TNF plays an important role in initiation, maintenance and regulation of immune system. Its role in various disease etiologies has been studied and is well documented [29].The level of this important cytokine varies according to the disease conditions. Several promoter polymorphisms are detected in it, which are said to be associated with susceptibility to different diseases including RHD. [13,29]. Due to diverse action and important location of the TNF-α, we designed the primers for its 4 exons to see whether any polymorphism in its gene is associated with etiology of RHD among Pakistani Patients but we were unable to find any polymorphism within this region associated with the disease, to our knowledge this was the first time when the TNF-α exons are screened in RHD patients for genetic variations.

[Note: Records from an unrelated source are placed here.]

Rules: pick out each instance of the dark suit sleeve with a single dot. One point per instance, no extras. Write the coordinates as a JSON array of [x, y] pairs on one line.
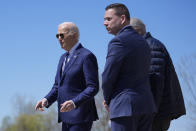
[[113, 64], [52, 95], [90, 70]]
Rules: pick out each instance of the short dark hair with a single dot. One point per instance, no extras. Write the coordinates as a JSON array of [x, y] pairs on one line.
[[120, 9]]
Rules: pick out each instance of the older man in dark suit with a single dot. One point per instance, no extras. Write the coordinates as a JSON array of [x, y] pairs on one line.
[[125, 80], [76, 83]]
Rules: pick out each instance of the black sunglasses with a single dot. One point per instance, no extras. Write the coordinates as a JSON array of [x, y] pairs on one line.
[[60, 35]]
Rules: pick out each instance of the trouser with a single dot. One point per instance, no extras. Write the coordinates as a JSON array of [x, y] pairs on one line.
[[133, 123], [161, 124], [77, 127]]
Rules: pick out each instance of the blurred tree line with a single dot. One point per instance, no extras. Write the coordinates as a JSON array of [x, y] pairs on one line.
[[25, 118], [187, 76]]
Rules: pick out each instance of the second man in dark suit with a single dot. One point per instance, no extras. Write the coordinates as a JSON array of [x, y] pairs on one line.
[[125, 80]]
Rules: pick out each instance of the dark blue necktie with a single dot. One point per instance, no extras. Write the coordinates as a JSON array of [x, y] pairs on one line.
[[65, 62]]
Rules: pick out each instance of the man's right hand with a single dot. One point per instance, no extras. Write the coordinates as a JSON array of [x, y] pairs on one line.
[[41, 104]]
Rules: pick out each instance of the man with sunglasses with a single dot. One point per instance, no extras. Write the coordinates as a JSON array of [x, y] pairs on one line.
[[125, 82], [76, 83]]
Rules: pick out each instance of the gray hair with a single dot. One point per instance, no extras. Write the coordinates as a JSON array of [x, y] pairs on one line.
[[71, 28], [137, 23]]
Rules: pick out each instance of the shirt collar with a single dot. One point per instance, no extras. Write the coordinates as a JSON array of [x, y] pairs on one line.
[[74, 48]]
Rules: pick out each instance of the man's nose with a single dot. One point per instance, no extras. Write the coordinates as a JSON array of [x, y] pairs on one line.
[[105, 23]]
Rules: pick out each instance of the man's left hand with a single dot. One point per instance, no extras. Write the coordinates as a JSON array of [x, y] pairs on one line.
[[67, 106]]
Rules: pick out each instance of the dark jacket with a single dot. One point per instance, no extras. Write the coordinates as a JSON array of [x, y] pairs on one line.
[[78, 83], [164, 81], [125, 80]]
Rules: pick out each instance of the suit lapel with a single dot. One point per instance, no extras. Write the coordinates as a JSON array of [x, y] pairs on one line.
[[60, 65], [72, 60]]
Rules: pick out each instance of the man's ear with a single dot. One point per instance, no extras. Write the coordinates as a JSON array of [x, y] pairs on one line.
[[123, 19]]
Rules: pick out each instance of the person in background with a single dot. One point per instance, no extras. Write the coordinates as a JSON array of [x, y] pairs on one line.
[[76, 83], [163, 79]]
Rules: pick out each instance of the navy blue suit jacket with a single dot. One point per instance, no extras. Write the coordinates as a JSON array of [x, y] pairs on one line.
[[125, 79], [78, 83]]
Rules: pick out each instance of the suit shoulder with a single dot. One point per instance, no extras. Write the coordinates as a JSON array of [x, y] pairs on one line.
[[86, 52]]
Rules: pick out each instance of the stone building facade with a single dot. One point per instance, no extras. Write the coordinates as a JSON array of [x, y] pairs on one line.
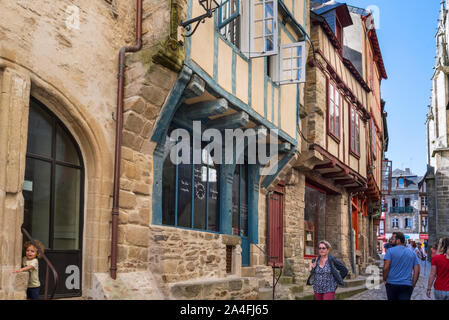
[[184, 231], [437, 136], [403, 205], [344, 130]]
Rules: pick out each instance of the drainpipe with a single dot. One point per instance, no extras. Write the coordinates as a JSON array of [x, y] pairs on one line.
[[118, 137], [436, 204], [351, 232]]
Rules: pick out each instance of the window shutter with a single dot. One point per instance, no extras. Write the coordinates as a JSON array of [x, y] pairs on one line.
[[276, 230], [293, 63], [228, 11], [264, 28]]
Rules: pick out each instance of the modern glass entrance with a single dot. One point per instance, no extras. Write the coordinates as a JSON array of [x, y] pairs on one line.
[[53, 193]]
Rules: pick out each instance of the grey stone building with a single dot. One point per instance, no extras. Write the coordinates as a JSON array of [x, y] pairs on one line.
[[403, 205], [437, 176]]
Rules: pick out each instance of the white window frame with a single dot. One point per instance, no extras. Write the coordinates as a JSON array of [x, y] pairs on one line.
[[226, 5], [263, 19], [393, 224], [293, 69]]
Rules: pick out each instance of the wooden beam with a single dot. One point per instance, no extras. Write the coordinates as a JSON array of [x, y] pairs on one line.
[[340, 174], [183, 123], [233, 121], [329, 165], [345, 181], [285, 147], [319, 181], [203, 110], [355, 189], [195, 88]]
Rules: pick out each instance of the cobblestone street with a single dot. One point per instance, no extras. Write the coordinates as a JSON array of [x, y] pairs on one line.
[[419, 293]]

Our study has some limitations including small sample size and use of SSCP which is not advanced molecular biology technique like Sequencing.
Our results show that p.S179N novel mutation has pathogenic effect in a very small proportion of the RHD patients in Pakistan. However, majority of the patients may have mutation outside the hot spot region of MEFV gene or there are other susceptibility factors that are contributing toward high prevalence of RHD in Pakistan.
We are thankful to Dr. Abdul Hameed and Dr. Saima Siddiqi for their guidance during this study.
All the authors declare that they have no conflict of interest regarding the publication of this manuscript.